Want to join the conversation?
- i thought the antibiotic killing bacteria and viruses. but why the antibiotic kill only viruses? (that what i understood)(5 votes)
- Antibiotics only work on bacteria not viruses. Antibiotics work on specific processes in the life cycle of the bacteria that either kill the bacteria or stop it from replicating. Viruses use the host cells to replicate so the antibiotics do not affect the viruses life cycle.(38 votes)
- If it's true that 8 percent of our genome were from viruses that merged with our eukaryotic ancestors, could that viral DNA be the seed for cancer in all of us?(8 votes)
- That also made me think about mitochondrial diseases. There's this endosymbiotic theory where they said mitochondria and chloroplast were descendant of ancient prokaryotes organism that developed a symbiotic relationship with the progenitor eukaryotic cells. So, could it be that the ancient prokaryote cell infected with bacteriophage that causes what we have today the mitochondrial diseases? I'm still new to these topic so I don't know much.(5 votes)
- When a phage injects its double stranded DNA to a host does it still remain a phage or does it still has some other DNA strands to qualify being a phage?(7 votes)
- Viruses usually inject their all genetic material into one cell, which helps to spread disease through is assembly and release of new viruses from the first infected cell.
Sometimes DNA (and RNA) viruses have more strands. For example, the Ebola virus (RNA VIRUS) has 8 strands of RNA.(2 votes)
- what about the classification of bacteriophage? ..how is it classified and what are the differences between their kinds(2 votes)
- Bacteriophage is in essence, just another virus. It got it's name from the fact that people discovered it infects bacteria (I presume, could be wrong).
Here's a wiki page about how they are classified.
- So which cycle replicates the virus faster and which one is more dangerous ?(3 votes)
- The lytic cycle is faster, but the lysogenic cycle is more dangerous. Since the word "lysogenic" is longer than "lytic," it is normally the longer and creepier cycle.(1 vote)

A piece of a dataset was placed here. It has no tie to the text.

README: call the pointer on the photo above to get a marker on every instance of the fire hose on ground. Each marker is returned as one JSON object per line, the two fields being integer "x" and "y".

- what potential dangers could phages even have? Will it accidentally evolve and target human cells?(2 votes)
- Eukaryotic cells (including humans) are very different from those of Bacteria, so it is very unlikely that a bacteriophage could evolve to target any eukaryotic cell.
Most viruses are highly specific and bacteriophages are reportedly extremely specific and are used therapeutically in some countries.
I don't know how effective this is in practice, but they potentially have some advantages over antibiotics.
- if phage DNA recombine with chromosome and make its copies then is it living process or non living(2 votes)
- In comparison to antibiotics, bacteriophages seem like more precision-guided weapons than the clunky antibiotics that affect both the infectious cells and healthy cells. But if we start using bacteriophages more commonly to fight infection, how can we determine if the bacteriophages will attack only the infectious cells? Is it common for bacteriophages to attack multiple kinds of cells, or do they generally only affect one type? If we use a bacteriophage to attack chlamydia, for example, how likely are we to see the bacteriophage attack only the chlamydia bacteria and not normal human cells or desirable bacteria in the pelvis?(2 votes)
- Bacteriophage don't attack eukaryotic cells, so they are no threat to human cells.
Bacteriophage are reportedly extremely specific and are used therapeutically in some countries.
I don't know how effective this is in practice, but as you discussed they potentially have some advantages over antibiotics.